La pequeñoburguesa Candidatura d’Unitat Popular, CUP, la cual mantuvo en el poder a la coalición ERC-PDeCAT actuando como los promotores más intransigentes de la causa nacionalista burguesa y elogiando sus supuestos credenciales izquierdistas, fue aún más explícita, arrogante y criminal. “El Estado español nos ha neutralizado con la intimidación y el miedo”, se quejó.

“Lo que ha sucedido”, concluyó el diputado de la CUP, Benet Salellas, es “que ha habido un exceso de improvisación en algunas de las acciones durante los últimos meses”. Luego reiteró su apoyo a Puigdemont y lo elogió por enfocarse en apelar a Bruselas, lo que supuestamente “internacionaliza la violación masiva de los derechos humanos”, finalizando sus declaraciones con un patético llamado a Puigdemont a que “apruebe los primeros decretos republicanos”.

El Consejo Político de la CUP organizará una reunión el 4 de noviembre para decidir si apoya las elecciones de Rajoy para tener tiempo para registrarse antes de la fecha límite del 7 de noviembre.

Aquellos sectores de la clase obrera de habla catalana que prestaron apoyo a los nacionalistas han sacado sus conclusiones iniciales sobre la derrota en curso. Los informes indican que la mayoría de los trabajadores del sector público, incluidos los maestros y los bomberos, así como la policía regional, han continuado trabajando después de indicar un respaldo para una campaña de desobediencia civil.

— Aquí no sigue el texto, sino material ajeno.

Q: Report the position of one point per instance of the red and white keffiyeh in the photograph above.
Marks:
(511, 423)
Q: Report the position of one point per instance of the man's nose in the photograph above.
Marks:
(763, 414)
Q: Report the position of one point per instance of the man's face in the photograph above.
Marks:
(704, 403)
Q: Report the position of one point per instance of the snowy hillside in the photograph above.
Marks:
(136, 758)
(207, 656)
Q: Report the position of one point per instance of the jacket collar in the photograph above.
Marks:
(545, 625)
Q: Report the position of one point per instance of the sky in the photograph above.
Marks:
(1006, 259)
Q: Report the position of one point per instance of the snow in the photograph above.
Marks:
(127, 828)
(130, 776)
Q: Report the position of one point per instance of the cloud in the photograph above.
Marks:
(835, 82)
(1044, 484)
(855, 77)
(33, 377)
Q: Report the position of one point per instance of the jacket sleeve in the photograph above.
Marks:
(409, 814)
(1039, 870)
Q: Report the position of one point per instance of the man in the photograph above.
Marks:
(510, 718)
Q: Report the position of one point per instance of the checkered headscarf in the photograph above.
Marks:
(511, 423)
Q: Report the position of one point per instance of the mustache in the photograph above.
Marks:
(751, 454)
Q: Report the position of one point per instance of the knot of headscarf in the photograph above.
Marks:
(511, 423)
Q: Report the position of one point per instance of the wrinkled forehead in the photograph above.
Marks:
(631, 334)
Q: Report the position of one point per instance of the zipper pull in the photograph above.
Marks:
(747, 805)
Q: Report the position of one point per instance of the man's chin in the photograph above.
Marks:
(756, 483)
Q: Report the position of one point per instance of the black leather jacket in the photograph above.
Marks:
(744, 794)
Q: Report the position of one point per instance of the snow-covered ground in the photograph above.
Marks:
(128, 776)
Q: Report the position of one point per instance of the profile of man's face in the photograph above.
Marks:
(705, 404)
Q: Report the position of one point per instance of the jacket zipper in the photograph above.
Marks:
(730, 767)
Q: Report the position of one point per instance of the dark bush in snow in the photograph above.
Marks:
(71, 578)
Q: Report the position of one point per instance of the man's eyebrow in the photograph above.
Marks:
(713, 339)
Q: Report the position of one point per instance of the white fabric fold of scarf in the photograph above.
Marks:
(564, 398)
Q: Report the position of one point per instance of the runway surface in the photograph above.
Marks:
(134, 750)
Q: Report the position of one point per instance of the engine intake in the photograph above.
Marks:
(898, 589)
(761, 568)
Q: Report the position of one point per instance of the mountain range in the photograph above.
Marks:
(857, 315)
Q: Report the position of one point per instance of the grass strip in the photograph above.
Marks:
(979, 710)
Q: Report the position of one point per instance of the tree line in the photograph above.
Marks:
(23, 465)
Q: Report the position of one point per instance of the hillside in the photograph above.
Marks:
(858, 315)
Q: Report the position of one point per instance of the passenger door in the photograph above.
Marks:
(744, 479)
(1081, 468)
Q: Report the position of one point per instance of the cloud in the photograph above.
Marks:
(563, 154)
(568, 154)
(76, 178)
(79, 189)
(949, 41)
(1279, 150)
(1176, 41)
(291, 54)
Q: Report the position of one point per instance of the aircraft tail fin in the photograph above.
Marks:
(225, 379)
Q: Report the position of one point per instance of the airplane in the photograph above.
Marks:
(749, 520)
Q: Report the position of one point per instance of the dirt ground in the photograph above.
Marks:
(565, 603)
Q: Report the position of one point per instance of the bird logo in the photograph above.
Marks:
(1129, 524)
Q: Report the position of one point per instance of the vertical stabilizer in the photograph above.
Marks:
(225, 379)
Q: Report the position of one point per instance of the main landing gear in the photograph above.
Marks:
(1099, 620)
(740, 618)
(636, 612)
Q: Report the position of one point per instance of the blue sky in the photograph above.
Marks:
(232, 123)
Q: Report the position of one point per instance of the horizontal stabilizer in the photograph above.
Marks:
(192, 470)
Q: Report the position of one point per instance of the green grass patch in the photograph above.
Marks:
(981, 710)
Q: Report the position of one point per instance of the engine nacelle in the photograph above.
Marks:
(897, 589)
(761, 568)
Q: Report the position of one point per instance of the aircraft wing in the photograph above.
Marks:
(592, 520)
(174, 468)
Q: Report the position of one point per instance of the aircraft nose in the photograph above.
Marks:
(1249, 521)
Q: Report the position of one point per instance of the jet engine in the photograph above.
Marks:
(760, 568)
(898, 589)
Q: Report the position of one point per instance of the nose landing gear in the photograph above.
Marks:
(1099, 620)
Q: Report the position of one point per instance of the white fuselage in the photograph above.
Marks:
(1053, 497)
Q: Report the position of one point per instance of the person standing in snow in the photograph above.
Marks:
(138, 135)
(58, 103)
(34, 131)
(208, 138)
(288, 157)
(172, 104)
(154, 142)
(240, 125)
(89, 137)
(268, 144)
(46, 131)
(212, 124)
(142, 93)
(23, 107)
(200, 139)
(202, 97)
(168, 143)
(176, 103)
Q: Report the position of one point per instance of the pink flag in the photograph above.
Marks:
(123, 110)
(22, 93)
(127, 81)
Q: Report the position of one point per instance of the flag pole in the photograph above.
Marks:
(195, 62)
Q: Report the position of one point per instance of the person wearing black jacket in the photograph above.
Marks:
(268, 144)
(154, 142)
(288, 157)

La burocracia sindical está más que feliz de aplacar la crisis, con la Intersindical-CSC declarando el lunes que canceló una amenaza de huelga general.

Esta situación está cargada de peligros.

Los independistas primero defendieron un programa divisivo que ayudó a crear una confusión máxima, dividiendo a los trabajadores de Cataluña de los de España, y dividiendo a los hispanohablantes en la región de los trabajadores de habla catalana, en un momento de oposición universal a la agenda de austeridad impuesta tanto por Madrid como Barcelona.

Ahora, después de que el PP aprovechase la oportunidad para movilizar al ejército y a la Guardia Civil e imponer un nuevo Gobierno por decreto, le ofrecen sus servicios como gendarmes políticos con la esperanza de entablar un nuevo acuerdo con Madrid y Bruselas.

La clase obrera de toda Cataluña y España tiene que combatir el intento de Madrid y la UE de imponer un régimen dictatorial, sea o no sancionado por elecciones impuestas. El poder del Gobierno del PP sólo se vio fortalecido con la implementación de medidas represivas y antidemocráticas que inevitablemente se emplearán contra los trabajadores en toda España.

Pero una lucha implacable contra Madrid y sus partidarios de la UE sólo puede librarse si es totalmente independiente de los partidos burgueses catalanes y su agenda reaccionaria de separatismo nacional.

Una respuesta progresista a la crisis que enfrenta la clase trabajadora de España, sea cual fuere el idioma que hable, exige el fin de todas las divisiones nacionales mediante la adopción de la perspectiva del internacionalismo socialista. Contra una España capitalista y el plan de crear una Cataluña capitalista, la clase obrera tiene que librar una lucha unificada para la formación de Gobiernos obreros en España y en toda Europa como parte de la unificación socialista de todo el continente.